This post has been updated to correct a statement from U.S. 3rd Fleet on which date the Nimitz Carrier Strike Group completed COMPTUEX.
USS Nimitz (CVN-71) is pier-side in California after completing its final series of exercises ahead of a planned deployment to the Western Pacific, USNI News has learned.
On Wednesday, the carrier pulled into Naval Amphibious Base Coronado after completing its composite training unit exercise (COMPTUEX).
“Nimitz completed its composite training unit exercise Tuesday and is in port (in) San Diego for logistics purposes,” U.S. 3rd Fleet spokesman Cmdr. John Fage told USNI News.
“Sailors will remain on the ship in order to maintain a COVID-free bubble.”
The carrier left Bremerton, Wash., in April to gather its escorts and air wing in California and then left for the COMPTUEX on May 8.
The following ships and units were scheduled to join the Nimitz CSG to conduct the COMPTUEX: guided-missile cruiser USS Princeton (CG-59); Arleigh Burke-class guided-missile destroyers USS John Paul Jones (DDG-53), USS Sterett (DDG-104) and USS Ralph Johnson (DDG-114); and Carrier Air Wing 17 and its associated squadrons and personnel from Naval Air Station (NAS) Whidbey Island, Wash., NAS Lemoore, Calif., NAS North Island, Calif., and Naval Base Ventura County, Calif.
Now with the COMPTUEX completed, the ship is set to deploy to the Western Pacific in the next several days, USNI News understands.
Nimitz CSG’s departure now clears the way for carrier USS Harry S. Truman (CVN-75), currently operating off the East Coast, to return to its homeport at Naval Station Norfolk Va., USNI News understands.
In April, Pentagon leaders said the decision was made to keep Truman at sea to stay safe against potential COVID-19 infection and ready to serve as a reserve force.
“We made a decision, the [Secretary of Defense] made a decision and the Navy made a decision to keep the Harry S. Truman at sea so that we had at least two carriers at sea at a moment’s notice,” Gen. Mark Milley said on April 14.
“We’ll keep the Harry S. Truman at sea until next up, which is the Nimitz, sets sail, which we expect to set sail shortly. That was a conscious, deliberative, operational decision in order to make sure that we had carrier strike group capability at sea.”

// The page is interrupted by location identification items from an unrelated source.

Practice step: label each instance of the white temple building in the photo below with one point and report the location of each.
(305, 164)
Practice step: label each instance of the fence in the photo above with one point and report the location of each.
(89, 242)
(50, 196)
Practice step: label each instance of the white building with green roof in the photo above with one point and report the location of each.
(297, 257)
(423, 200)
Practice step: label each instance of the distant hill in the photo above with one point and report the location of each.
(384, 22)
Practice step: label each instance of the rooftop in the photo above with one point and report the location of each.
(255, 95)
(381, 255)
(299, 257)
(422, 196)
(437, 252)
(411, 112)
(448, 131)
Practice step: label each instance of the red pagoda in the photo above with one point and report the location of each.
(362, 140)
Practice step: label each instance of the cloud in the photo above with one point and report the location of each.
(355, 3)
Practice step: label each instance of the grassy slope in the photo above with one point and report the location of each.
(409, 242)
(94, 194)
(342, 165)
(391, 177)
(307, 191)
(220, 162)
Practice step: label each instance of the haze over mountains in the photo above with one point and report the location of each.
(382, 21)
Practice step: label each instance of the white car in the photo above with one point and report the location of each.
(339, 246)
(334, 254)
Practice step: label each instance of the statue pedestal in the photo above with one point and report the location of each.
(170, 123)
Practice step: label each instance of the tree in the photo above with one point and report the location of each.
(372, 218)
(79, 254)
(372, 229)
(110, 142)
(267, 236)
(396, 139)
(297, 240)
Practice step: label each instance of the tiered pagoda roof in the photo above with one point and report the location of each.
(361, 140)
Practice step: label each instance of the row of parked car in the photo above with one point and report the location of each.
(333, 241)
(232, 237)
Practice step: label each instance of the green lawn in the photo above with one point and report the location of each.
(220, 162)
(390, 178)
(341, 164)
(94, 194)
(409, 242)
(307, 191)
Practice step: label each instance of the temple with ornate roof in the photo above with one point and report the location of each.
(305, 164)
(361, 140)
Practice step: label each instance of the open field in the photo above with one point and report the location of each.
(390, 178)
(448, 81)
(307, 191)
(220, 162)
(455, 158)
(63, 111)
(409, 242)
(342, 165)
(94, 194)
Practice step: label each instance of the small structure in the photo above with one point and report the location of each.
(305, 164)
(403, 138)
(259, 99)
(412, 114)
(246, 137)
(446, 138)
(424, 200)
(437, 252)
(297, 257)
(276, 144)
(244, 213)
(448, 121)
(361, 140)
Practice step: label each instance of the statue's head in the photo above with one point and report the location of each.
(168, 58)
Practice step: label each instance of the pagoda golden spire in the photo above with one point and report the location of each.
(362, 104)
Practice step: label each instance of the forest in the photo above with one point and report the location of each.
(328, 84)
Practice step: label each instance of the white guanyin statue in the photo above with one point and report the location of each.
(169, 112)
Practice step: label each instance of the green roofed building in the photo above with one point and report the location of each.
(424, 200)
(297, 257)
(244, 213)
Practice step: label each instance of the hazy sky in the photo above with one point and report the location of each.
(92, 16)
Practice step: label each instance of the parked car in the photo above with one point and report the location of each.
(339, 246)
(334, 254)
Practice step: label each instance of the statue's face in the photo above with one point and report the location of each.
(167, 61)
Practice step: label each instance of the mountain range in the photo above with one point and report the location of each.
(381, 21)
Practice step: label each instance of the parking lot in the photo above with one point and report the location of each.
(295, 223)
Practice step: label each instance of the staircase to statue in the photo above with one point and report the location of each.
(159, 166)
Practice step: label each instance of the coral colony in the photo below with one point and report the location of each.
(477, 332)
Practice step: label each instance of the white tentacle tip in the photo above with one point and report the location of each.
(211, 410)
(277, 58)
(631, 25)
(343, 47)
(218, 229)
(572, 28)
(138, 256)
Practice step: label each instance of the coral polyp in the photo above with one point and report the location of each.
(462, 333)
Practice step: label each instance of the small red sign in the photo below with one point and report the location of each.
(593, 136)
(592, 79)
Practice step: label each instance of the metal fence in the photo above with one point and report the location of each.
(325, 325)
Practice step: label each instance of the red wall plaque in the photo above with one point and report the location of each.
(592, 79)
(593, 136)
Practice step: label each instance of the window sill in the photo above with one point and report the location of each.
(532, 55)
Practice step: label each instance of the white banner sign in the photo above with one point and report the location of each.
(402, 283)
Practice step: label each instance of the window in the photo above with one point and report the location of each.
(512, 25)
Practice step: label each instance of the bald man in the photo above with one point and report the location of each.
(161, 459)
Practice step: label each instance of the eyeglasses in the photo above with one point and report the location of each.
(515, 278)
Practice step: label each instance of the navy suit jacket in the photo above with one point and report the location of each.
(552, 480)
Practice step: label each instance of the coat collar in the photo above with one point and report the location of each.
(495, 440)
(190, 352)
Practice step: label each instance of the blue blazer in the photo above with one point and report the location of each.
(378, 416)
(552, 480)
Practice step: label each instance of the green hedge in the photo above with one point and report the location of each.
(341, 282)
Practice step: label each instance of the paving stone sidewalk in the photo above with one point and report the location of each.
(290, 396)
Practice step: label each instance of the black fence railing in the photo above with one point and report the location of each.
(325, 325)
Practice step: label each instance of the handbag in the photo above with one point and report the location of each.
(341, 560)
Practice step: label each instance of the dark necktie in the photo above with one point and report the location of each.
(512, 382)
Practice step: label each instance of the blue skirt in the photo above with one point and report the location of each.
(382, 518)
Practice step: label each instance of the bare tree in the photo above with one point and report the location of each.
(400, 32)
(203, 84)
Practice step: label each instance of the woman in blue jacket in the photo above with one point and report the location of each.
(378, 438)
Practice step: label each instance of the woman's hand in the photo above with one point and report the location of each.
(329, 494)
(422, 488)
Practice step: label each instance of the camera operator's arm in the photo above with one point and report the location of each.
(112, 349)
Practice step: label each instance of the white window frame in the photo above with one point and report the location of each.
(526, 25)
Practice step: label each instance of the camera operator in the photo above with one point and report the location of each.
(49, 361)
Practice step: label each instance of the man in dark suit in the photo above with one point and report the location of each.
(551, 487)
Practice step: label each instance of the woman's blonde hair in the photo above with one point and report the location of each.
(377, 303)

In a separate statement at the time, U.S. 2nd Fleet Commander Vice Adm. Andrew Lewis said “the ship is entering a period in which it needs to be ready to respond and deploy at any time. Normally we can do that pier-side, but in the face of COVID-19, we need to protect our most valuable asset, our people, by keeping the ship out to sea.”
When it returns to port, Truman will have completed its second deployment in two years after operating primarily in the North Arabian Sea and the Gulf of Oman.
The deployment of the Nimitz CSG will be the first major test of the Navy’s mitigation process to prevent COVID-19 outbreaks aboard ships.
The almost 8,000 sailors in the strike group, the embarked air wing and the ship’s escorts stayed in an extended isolation period and were tested for the virus before being allowed to get underway.
Also on Wednesday, USS Theodore Roosevelt (CVN-71) arrived in Guam to pick up its last remaining sailors after a two month battle with a COVID-19 outbreak.